Edward Vul, the first author of the original crowd-within paper was a reviewer of the replication study. I like how he responded to the results in recommending acceptance of the paper:

The authors carried out the replication as they had planned.  I am delighted to see the robustness of the Crowd Within effect verified (a couple of non-preregistered and thus less-definitive replications had also found the effect within the past couple of years).  Of course, I'm a bit disappointed that the results on replicating the contrast between immediate and delayed benefits are mixed, but that's what the data are.  

The authors have my thanks for doing this service to the community" [quoted with permission]

 Duly noted. 


  1. "Unlike in Vul and Pashler (2008), the accuracy gain of averaging both guesses compared to guess 1 was not significantly larger in the delayed condition (although it was in the same direction)."

    The fact that the effect was significant in one study but not the other is not very informative.
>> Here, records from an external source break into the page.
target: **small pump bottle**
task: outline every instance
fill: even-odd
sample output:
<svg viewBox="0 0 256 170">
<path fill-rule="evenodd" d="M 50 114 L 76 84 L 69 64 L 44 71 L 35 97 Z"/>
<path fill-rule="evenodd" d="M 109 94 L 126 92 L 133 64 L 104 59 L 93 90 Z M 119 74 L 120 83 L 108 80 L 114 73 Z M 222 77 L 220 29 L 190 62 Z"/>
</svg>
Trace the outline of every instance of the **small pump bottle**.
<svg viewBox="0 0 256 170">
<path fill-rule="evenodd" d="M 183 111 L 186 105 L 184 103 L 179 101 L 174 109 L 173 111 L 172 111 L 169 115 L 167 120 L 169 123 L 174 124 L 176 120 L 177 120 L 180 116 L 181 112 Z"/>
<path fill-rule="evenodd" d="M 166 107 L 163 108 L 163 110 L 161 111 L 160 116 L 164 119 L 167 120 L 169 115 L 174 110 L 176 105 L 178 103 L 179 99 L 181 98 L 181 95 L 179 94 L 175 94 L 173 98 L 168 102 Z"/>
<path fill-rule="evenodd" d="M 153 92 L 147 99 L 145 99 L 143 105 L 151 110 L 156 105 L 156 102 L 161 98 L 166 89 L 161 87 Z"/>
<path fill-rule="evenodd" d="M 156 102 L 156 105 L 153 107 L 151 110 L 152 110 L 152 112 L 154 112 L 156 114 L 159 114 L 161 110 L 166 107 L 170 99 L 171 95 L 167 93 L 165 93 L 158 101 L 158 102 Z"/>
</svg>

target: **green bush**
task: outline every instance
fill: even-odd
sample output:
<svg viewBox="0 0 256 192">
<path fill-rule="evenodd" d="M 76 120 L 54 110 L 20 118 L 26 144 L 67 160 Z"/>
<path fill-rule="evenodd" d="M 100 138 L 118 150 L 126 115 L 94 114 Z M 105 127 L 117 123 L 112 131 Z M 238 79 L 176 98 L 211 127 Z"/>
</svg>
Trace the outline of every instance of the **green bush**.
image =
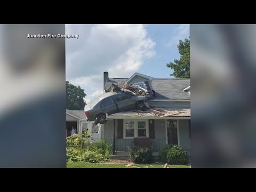
<svg viewBox="0 0 256 192">
<path fill-rule="evenodd" d="M 133 147 L 128 150 L 130 160 L 135 163 L 150 163 L 154 160 L 152 151 L 148 149 Z"/>
<path fill-rule="evenodd" d="M 111 154 L 111 146 L 106 141 L 90 143 L 87 131 L 75 134 L 67 138 L 67 161 L 100 163 Z"/>
<path fill-rule="evenodd" d="M 86 148 L 90 151 L 97 151 L 106 158 L 109 158 L 111 155 L 111 145 L 108 144 L 105 141 L 99 141 L 88 145 Z"/>
<path fill-rule="evenodd" d="M 98 151 L 85 150 L 83 155 L 83 161 L 90 163 L 100 163 L 106 161 L 107 158 Z"/>
<path fill-rule="evenodd" d="M 188 155 L 187 151 L 178 145 L 167 145 L 159 153 L 160 160 L 172 165 L 187 165 Z"/>
<path fill-rule="evenodd" d="M 68 148 L 83 149 L 85 146 L 90 143 L 90 135 L 87 131 L 83 133 L 74 134 L 67 138 L 66 145 Z"/>
</svg>

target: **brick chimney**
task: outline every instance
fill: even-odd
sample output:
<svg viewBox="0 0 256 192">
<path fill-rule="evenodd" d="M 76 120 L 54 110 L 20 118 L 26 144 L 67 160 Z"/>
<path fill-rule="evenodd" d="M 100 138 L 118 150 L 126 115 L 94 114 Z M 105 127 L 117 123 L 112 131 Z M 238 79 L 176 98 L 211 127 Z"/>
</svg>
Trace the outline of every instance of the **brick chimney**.
<svg viewBox="0 0 256 192">
<path fill-rule="evenodd" d="M 105 71 L 104 72 L 104 74 L 103 74 L 103 90 L 105 91 L 105 84 L 106 84 L 106 81 L 108 81 L 108 71 Z"/>
</svg>

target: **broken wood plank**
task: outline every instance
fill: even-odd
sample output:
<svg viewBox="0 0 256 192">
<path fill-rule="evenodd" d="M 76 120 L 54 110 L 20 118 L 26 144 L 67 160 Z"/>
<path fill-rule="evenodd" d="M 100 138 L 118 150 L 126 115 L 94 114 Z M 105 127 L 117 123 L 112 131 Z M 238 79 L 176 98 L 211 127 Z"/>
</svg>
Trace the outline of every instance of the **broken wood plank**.
<svg viewBox="0 0 256 192">
<path fill-rule="evenodd" d="M 158 114 L 158 115 L 165 115 L 165 114 L 162 113 L 162 112 L 160 112 L 160 111 L 157 111 L 156 110 L 154 110 L 154 109 L 150 109 L 150 110 L 153 112 L 153 113 L 156 113 L 157 114 Z"/>
<path fill-rule="evenodd" d="M 167 114 L 167 115 L 163 115 L 162 116 L 160 116 L 160 117 L 170 117 L 172 115 L 177 115 L 177 114 L 179 114 L 179 113 L 175 113 L 174 114 Z"/>
</svg>

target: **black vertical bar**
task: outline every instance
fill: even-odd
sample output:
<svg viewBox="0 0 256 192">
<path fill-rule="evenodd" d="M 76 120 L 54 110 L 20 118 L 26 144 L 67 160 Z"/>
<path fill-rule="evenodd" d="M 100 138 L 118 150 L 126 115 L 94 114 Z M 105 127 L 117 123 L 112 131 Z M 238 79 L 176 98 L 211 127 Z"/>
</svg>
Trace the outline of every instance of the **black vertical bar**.
<svg viewBox="0 0 256 192">
<path fill-rule="evenodd" d="M 115 150 L 116 148 L 116 119 L 114 119 L 114 127 L 113 127 L 113 154 L 115 155 Z"/>
</svg>

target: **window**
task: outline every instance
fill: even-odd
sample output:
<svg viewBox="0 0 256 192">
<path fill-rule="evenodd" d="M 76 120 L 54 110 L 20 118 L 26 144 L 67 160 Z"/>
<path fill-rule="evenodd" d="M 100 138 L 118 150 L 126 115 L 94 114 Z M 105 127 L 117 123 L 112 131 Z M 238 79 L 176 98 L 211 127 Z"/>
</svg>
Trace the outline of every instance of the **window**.
<svg viewBox="0 0 256 192">
<path fill-rule="evenodd" d="M 116 102 L 120 102 L 125 100 L 129 99 L 132 98 L 132 96 L 124 94 L 118 94 L 114 96 Z"/>
<path fill-rule="evenodd" d="M 82 132 L 83 133 L 86 131 L 86 129 L 88 129 L 87 130 L 89 130 L 89 126 L 88 123 L 83 123 L 83 126 L 82 126 Z"/>
<path fill-rule="evenodd" d="M 166 120 L 167 138 L 169 145 L 178 145 L 178 130 L 177 120 Z"/>
<path fill-rule="evenodd" d="M 114 103 L 115 102 L 114 101 L 112 97 L 109 97 L 107 98 L 104 99 L 104 100 L 102 101 L 102 102 L 101 103 L 101 106 L 106 107 Z"/>
<path fill-rule="evenodd" d="M 125 120 L 124 124 L 124 138 L 149 137 L 148 121 Z"/>
<path fill-rule="evenodd" d="M 124 128 L 125 129 L 125 134 L 126 138 L 134 137 L 134 122 L 125 121 Z"/>
<path fill-rule="evenodd" d="M 146 122 L 138 122 L 138 137 L 147 137 Z"/>
</svg>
As the saying goes, the difference between significant and nonsignificant is not, itself, necessarily significant.

    The more interesting question is, was the effect observed in the replication significantly different from the effect observed in the original? I just blogged about this the other day:

    Uri Simonsohn has proposed a different criterion for evaluating replications: a test of whether the replication rules out an effect big enough for the original study to have detected.

  2. Just a note about how figures are drawn. If you put the floor of the second figure at 400 (like the first figure), suddenly the two sets of results look a lot more similar.
    --David Funder (not anonymous)

    1. Or more appropriately (in my view) put the floor of the first figure to 0 since it meaningful and the bottom of the scale.

  3. With a d=.02 for the effect that failed to replicate, the solution is simple: run it on Facebook.

  4. ~ Nice summary and thanks for posting. One statement stands out that you did not address. Granted, it might not be relevant, but you note that "Steegen and colleagues tested Flemish psychology students rather than a more diverse sample." Given that variability of "the crowd" might contribute to the traditional "wisdom of the crowds" benefit of averaging (as obtained in the traditional studies on this effect), might greater variability in the Vul and Pashler study, as compared to Steegan et al., warrant further investigation?

    1. Thanks, Steve. The question of interest, multiple estimates of the same subject, it is a within-subjects measure.